A visual impression is like an arrow to the eye. I am fascinated by this mental process, the sudden and then dawning mental processing of something in the surroundings. It´s somewhere between confusion, understanding and misunderstanding. A shifting and productive place to be.

Or maybe it’s like lightning. A transmission of energy covering distance. Something instant. If a sudden impression is like lightning, perhaps something frightening, painting can be a fear-conductor. Going from anxiety and fear to action. How to make sense of what has happened? Maybe it’s in the form and in the act. To do something. To make something. Many of the motifs in the exhibition show figures doing something with their given circumstances. These people are often involved in absurd situations. A man drains water by drinking the water he is standing in. Time goes by, the water flows out below but the water line rises. Another picture shows a soft body trying to become a rock. Two figures grow together with arms reminiscent of branches. A character dreamlike drags his chosen one into a cave. These are figures driven by impulse and attempting to find meaning in a world without answers.

I feel great tenderness towards other people at a distance. Everything gets more complicated up close. In recent times this has become more clear. There are several pictures in the exhibition that have a bird’s eye point of view. Something seen from a distance and from above. This perspective shows a connection that a more limited vantage point is missing. Maybe we’re in a kind of “God mode” in a game. Viewers but also participants with completely different features than the others.

Every day on the way to the studio, I bike past a field with an enclosure for horses. There is little movement in these animals. It seems that they can stand completely still for a very long time. Are they supposed to be like that? Have they lost their own willpower? To what extent can one allow oneself to be governed by another’s will? To depend on someone?

I fell off a horse when I was a child. It took off with me on its back. I remember how big it was and that I could not control it. It would not follow. I think of this push/pull when I see these animals. It is an negotiation between two different wills.

There´s a lot of hope in wanting something very much and trying to give it a form. These paintings are created by layers upon layers, stitch by stitch, like a tapestry, hoping the lines will add up to a satisfying image. Yet, there is a let down there. It builds up and falls down. All the paintings in the exhibition are made in the same way, woven together with thick coats of paint. The paint is then scraped off and then new layers are applied in a patchwork of colors.

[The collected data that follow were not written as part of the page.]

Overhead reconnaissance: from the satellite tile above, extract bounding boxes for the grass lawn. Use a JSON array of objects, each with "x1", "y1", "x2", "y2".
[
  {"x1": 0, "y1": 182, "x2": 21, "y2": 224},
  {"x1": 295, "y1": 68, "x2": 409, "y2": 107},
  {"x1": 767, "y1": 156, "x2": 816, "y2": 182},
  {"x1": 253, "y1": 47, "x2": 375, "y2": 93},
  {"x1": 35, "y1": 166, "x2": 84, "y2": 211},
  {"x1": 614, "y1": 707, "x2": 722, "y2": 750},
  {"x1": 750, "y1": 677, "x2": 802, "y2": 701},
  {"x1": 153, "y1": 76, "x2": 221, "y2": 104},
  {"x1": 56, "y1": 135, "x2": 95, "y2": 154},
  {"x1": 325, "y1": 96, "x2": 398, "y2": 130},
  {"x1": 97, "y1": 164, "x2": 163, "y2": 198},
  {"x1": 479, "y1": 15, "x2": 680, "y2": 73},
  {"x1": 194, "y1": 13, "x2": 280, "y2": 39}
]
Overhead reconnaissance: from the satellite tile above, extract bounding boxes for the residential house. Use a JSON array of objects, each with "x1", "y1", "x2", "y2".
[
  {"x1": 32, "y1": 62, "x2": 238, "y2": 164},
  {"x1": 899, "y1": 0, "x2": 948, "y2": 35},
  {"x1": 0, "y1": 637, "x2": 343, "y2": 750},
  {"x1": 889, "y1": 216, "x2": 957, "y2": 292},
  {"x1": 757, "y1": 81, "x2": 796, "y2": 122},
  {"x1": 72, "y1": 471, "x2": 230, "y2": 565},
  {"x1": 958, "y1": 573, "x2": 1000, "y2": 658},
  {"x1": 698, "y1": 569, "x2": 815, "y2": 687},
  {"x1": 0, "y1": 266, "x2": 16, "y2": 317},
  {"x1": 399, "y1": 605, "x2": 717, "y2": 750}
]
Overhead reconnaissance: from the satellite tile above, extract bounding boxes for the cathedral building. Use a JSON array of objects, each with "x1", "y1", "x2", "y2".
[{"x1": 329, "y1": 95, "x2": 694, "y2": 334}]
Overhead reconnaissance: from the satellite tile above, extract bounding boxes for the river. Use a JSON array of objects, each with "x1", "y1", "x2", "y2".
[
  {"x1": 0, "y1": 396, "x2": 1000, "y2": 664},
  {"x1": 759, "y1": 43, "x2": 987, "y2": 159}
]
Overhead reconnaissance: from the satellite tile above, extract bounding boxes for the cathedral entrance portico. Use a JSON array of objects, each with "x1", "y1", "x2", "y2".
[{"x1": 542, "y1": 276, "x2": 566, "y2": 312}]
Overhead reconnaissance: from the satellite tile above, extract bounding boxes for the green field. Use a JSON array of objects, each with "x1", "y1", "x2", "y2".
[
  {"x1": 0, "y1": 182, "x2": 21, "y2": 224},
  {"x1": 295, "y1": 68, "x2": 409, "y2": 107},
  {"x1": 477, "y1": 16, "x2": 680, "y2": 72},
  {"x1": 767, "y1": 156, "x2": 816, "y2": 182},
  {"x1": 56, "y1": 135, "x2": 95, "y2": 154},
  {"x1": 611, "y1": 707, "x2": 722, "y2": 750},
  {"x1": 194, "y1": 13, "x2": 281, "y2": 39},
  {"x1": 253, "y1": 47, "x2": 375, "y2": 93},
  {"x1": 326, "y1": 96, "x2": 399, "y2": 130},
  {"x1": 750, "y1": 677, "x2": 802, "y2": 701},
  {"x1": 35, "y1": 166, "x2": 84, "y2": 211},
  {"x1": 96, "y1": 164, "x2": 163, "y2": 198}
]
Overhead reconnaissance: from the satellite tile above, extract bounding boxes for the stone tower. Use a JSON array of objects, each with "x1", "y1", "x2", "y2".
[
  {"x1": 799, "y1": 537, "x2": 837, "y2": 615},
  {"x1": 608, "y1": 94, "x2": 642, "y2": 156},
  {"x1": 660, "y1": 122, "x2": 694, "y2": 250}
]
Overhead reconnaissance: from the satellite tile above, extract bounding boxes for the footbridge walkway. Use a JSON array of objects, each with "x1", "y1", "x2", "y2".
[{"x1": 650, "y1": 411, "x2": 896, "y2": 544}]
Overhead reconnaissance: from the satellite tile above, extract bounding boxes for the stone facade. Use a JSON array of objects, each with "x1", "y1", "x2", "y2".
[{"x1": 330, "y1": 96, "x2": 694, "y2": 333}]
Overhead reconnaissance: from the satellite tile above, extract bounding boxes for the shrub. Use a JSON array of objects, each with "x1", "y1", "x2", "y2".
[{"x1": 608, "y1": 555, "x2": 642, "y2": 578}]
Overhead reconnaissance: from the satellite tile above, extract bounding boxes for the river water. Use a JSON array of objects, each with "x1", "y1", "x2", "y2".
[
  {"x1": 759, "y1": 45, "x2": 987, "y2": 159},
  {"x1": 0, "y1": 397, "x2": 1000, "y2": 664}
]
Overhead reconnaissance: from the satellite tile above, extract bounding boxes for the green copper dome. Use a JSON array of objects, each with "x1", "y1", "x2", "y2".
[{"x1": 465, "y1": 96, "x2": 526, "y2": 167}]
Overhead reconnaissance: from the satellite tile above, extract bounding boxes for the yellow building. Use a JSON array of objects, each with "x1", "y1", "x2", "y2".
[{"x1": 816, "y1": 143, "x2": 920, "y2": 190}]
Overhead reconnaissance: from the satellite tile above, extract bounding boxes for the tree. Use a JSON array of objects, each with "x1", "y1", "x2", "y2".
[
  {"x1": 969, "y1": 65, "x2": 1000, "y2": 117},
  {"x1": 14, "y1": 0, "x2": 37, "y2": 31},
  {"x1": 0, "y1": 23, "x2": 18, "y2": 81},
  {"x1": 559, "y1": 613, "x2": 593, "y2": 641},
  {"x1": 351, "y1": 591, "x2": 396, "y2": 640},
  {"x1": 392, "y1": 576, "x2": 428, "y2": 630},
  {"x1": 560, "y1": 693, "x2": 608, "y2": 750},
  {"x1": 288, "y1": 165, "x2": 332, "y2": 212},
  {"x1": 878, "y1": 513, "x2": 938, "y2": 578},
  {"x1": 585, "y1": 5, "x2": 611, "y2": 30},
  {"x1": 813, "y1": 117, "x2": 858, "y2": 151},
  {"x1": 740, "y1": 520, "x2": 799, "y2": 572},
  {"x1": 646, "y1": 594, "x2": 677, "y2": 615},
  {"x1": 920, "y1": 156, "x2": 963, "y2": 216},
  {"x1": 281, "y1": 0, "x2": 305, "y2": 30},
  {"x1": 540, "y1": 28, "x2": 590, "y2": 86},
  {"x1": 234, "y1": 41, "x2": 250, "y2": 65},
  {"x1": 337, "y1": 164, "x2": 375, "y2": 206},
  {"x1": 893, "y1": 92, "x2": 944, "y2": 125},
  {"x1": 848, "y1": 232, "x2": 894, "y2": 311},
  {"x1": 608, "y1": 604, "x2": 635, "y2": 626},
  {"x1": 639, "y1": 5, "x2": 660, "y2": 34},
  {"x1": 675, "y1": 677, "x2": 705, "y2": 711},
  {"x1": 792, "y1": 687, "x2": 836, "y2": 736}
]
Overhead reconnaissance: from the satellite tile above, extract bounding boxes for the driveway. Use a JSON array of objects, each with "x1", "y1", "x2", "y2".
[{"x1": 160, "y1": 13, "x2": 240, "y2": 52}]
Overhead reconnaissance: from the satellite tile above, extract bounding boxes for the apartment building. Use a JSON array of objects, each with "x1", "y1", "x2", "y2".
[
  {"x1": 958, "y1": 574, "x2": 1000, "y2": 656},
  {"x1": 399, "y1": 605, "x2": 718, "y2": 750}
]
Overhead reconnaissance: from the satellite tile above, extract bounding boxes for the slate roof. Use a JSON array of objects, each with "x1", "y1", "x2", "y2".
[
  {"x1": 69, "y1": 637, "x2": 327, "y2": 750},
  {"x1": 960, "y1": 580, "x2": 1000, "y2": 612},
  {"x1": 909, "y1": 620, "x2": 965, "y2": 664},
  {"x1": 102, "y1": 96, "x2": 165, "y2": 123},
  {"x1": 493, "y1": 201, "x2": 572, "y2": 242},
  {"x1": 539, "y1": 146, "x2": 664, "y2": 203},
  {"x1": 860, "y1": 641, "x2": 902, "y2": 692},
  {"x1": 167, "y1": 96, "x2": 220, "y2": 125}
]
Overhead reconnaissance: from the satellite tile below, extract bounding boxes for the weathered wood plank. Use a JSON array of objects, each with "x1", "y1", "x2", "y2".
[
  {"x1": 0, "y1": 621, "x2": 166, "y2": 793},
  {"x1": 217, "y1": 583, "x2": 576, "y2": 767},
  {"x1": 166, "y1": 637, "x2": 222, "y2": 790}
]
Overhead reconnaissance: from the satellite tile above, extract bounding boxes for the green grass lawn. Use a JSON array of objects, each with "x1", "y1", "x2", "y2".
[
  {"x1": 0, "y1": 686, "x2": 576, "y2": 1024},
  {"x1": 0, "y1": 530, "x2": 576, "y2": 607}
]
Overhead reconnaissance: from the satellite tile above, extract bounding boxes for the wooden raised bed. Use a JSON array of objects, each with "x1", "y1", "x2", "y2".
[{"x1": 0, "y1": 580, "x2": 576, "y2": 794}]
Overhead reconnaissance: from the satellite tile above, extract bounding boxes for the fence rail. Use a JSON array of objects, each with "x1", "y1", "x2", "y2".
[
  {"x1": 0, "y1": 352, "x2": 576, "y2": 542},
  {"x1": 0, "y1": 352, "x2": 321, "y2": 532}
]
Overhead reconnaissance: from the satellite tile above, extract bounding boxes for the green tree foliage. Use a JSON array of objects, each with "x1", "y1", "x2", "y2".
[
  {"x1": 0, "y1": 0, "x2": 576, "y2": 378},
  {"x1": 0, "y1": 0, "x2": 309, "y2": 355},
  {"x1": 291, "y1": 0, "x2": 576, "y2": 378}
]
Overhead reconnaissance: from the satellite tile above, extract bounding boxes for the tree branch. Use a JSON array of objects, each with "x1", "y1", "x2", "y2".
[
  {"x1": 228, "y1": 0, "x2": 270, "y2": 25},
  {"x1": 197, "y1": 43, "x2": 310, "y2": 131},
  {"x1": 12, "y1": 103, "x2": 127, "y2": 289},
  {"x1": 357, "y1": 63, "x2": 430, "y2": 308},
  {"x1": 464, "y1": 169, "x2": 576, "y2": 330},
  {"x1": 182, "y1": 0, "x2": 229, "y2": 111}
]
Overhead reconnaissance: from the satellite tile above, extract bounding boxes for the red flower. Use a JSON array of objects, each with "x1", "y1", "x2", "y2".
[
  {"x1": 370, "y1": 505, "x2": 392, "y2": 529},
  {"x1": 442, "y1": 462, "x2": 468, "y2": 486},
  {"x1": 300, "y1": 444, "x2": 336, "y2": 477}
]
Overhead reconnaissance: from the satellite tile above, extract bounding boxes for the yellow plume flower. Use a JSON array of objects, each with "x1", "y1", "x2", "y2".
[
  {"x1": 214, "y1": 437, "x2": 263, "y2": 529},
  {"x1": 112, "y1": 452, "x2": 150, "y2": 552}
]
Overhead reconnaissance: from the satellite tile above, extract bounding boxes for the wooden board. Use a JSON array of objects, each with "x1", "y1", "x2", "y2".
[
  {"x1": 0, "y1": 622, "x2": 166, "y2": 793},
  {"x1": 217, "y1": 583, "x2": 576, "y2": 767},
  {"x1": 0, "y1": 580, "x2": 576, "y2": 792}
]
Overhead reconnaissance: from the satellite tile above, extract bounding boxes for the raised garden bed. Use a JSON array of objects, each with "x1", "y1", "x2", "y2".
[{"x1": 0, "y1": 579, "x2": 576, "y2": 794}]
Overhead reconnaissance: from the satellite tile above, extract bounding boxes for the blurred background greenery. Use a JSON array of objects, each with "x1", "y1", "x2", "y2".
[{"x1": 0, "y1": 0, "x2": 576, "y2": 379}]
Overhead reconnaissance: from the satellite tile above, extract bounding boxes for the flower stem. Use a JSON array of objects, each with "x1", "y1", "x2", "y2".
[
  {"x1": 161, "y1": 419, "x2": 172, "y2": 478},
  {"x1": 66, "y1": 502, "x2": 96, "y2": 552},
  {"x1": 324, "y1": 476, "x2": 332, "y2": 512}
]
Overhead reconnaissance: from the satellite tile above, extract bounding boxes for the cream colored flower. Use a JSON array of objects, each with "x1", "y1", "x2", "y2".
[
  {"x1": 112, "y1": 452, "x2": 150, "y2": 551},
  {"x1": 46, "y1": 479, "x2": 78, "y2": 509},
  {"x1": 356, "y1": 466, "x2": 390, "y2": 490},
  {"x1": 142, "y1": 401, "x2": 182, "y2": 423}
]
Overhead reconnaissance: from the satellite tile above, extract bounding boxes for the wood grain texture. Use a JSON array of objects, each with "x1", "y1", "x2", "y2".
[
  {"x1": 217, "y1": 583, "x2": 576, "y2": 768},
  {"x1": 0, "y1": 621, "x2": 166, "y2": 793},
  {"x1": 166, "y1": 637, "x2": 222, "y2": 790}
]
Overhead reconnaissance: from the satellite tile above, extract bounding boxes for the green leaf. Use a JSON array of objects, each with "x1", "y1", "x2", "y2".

Scratched color is shaped into sculptures reminiscent of melting snowmen.

Snowmen can be viewed as a memento mori. They are here on a cold and clear day, and then gone by sunlight. Perhaps the snowmen in the exhibition are startled. They are surprised to be alive, but at the same time disappointed by their own condition. Half melted and half frozen, they are in a transitional phase after thawing a good deal. What happens now? Can you hope for spring, or do you want winter back? Certain death or re-freezing. If you had the chance, would you begin life all over again? Maybe with some changes? Have another go at it? The paintings are still materializing. The sculptures as well.

– Håvard Homstvedt, April 2021.

The exhibitions comprice new paintings in a varity of formats, executed with oil and pumice on aluminum panels, and sculptures buildt with discarded materials from the painting process.

This is Homstvedt’s eight exhibition with the gallery, since his first in 2007.

Håvard Homstvedt (b. 1976) lives and works in Oslo. He received his artistic education from Yale University School of Art and Rhode Island School of Design in USA.

His paintings have been characterised by their textile-like surfaces and thoroughly executed canvases, rich in materiality. He has simultaneously worked with multifaceted sculptural expressions, surreal painted bronze busts, idiosyncratic silhouette figures and reliefs intertwined with paintings in ambitious installations. Sculptures and paintings with a crafted treatment span the gamut from ‘high’ to ‘low’ in art, and also points to his interest in finding methods of rendering felt impressions rather than reality.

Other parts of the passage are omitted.